The human trafficking victims Meghan McCall Hansen has worked with look like her.
They have been women, and they are typically in the same age range as the 34-year-old Latham & Watkins associate.
Sometimes they have children, like she does, and they grew up in the Chicago area, like she did.
Since 2013, Hansen has worked pro bono for the Human Trafficking Initiative run by Legal Aid Society of Metropolitan Family Services, spending hundreds of hours helping victims.
“Human trafficking is a very large problem. It’s referred to as modern-day slavery,” Hansen said. “The most challenging thing is thinking about the problem more broadly and wondering what it is we can do to help, and how we can get more people to come forward and use our services.”
Last October, the Legal Aid Society awarded Hansen and two of her fellow Latham & Watkins colleagues — Kathryn M. Dunne and Nicholas J. Siciliano — the Scott C. Solberg Pro Bono Award for their representation of four human trafficking victims and their families.
CL: How did you first get involved in doing pro bono work at Metropolitan Family Services?
Hansen: In about 2013, I got involved with a partnership that was going on between Latham and [the society]. … The idea was that Metropolitan Family Services would provide training for Latham attorneys in order to help us be able to work well with victims of human trafficking, to be sensitive to challenges that might present to us and how to communicate effectively, things of that nature.
And then the idea was that, we could be a resource for whatever type of legal need the person had that arose from them being a victim of human trafficking. … It’s been a really cool project and a really cool partnership that’s been going on for several years.
CL: Are all of your clients Chicago-based or Illinois-based? How pervasive is the problem here?
Hansen: Mine have been. Chicago is considered a hub for human trafficking. It’s very difficult to get statistics on this type of activity. … But it is a widely pervasive problem.
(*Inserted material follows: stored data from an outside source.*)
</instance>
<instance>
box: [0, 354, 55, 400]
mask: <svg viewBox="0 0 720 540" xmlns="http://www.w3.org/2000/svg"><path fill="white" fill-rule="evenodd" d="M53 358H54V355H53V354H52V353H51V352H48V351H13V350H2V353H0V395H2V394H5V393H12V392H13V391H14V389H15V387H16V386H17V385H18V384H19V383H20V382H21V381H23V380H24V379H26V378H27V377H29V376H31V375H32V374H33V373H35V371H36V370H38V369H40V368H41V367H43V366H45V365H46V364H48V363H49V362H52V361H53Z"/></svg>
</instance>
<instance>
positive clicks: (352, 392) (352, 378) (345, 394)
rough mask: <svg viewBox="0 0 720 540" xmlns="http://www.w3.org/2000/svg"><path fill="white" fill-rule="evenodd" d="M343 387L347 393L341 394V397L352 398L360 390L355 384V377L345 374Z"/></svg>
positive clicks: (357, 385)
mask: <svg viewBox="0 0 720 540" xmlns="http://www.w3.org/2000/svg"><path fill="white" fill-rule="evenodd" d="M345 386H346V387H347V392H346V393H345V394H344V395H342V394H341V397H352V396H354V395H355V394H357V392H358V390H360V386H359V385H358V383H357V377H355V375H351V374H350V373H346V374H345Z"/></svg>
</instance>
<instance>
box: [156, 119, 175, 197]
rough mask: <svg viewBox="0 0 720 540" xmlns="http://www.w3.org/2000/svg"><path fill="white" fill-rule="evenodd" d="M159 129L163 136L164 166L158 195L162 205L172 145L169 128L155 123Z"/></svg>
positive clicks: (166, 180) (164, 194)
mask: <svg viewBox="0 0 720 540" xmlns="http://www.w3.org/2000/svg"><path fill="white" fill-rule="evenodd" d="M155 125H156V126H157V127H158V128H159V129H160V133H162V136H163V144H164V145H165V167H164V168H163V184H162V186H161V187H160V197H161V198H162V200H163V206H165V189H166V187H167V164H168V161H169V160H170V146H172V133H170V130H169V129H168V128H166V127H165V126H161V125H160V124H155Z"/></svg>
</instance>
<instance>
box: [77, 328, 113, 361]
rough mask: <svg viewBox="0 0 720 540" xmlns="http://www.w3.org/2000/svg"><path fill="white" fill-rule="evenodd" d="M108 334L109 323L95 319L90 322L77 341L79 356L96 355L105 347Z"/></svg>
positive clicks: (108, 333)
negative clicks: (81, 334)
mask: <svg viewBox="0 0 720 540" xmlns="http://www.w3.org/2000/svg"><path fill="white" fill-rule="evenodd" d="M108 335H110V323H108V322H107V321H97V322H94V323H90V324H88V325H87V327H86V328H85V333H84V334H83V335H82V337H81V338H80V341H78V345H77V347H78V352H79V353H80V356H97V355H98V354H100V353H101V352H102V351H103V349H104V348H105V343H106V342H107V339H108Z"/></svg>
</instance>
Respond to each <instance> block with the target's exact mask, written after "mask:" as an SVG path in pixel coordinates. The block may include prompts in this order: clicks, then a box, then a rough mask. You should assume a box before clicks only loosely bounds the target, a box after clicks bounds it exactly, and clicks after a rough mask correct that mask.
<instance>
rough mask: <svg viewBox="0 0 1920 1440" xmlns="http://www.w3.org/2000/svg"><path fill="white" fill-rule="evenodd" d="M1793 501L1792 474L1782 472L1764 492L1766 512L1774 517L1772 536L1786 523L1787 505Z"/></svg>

CL: What is the most challenging part of this kind of work?
Hansen: The most challenging part is the topic area itself and the enormity of the challenge that’s out there. … For example, the statute under which you can get prostitution convictions expunged from a criminal record if you’ve been a victim of human trafficking. It’s been on the books for several years, but there have only been a handful of cases under it. … I think the challenge is getting the word out there.
It’s a tough problem. When you hear the stories of what people have gone through, the physical and emotional abuse and manipulation, it’s challenging to realize that humans are subjecting other humans to that type of treatment.